近年、強力な磁力を持ったマグネットセット(磁石製娯楽用品)や水で膨らむボール(吸水性合成樹脂製玩具)をこどもが誤飲したことにより、開腹手術が必要となった事故が発生している。いずれも個々の磁石、ボール 1 個が小さく、 容易に飲み込めてしまうことや、数百や1,000 個といった大量のセットで販売されているため、誤飲によって個数が減ったことが分からず、保護者が誤飲に気付きにくいという。
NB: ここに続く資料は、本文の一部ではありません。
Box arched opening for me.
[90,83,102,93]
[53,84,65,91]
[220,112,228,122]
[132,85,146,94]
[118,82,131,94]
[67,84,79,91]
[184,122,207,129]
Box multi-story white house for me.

  • (左)マグネットセットの誤飲により消化管壁を挟んで引き合うイメージ/(中央)マグネットセット誤飲患者のレントゲン写真 出典:日本小児科学会「Injury Alert(傷害速報)」/(右)水で膨らむボールの誤飲により消化管内で膨張するイメージ

    (左)マグネットセットの誤飲により消化管壁を挟んで引き合うイメージ/(中央)マグネットセット誤飲患者のレントゲン写真 出典:日本小児科学会「Injury Alert(傷害速報)」/(右)水で膨らむボールの誤飲により消化管内で膨張するイメージ

マグネットセットは強い磁力により離れた位置にあっても引きつけ合うため、胃や腸といった消化管壁越しに引き合い、壁を挟んで引っ付いて自然排出されなくなり、それによって挟まれた消化管壁の血流が滞り、壊死することで消化管壁に穿孔(穴があくこと)が生じるおそれが。

また、水で膨らむボールを飲み込むと胃液や腸液等の体液を吸収し、消化管内で膨潤。狭い消化管内で詰まった場合には、自然排出されにくく、腸閉塞を生じるおそれがあるという。

  • PSCマーク

    PSCマーク

このような"小さな時限爆弾”による事故を防ぐため、2023年5月16日、「消費生活用製品安全法関係法令」の改正が閣議決定され、これにより、マグネットセット及び水で膨らむボールが特定製品は、2023年12月19日以降、技術基準を満たしPSCマークが表示されたものでなければ市場で販売が出来なくなる。

しかしながら、規制対象化前の製品を保有している場合など、引き続き誤飲事故が発生するおそれがあることから、同機構は注意喚起を行っている。

同機構によると、子どもの誤飲事故を防ぐポイントは、「小さなこどもに触れさせない」「こどもが持ち出せない場所に保管する」「口に入れると危険であることをこどもに伝える」「リスクがあることを理解した上で購入を検討する。不要な製品を廃棄することを検討する」ことに加え、購入時には「PSCマークの表示を確認すること」、そして、経過措置期間中は「PSCマークが表示された製品と表示されていない製品が混在することに注意すること」が重要だという。

なお、子どもの誤飲に対する内容は、NITE公式 YouTube【nite-ps】マグネットセット・水で膨らむボール「1 こどもが誤飲」でも公開されている。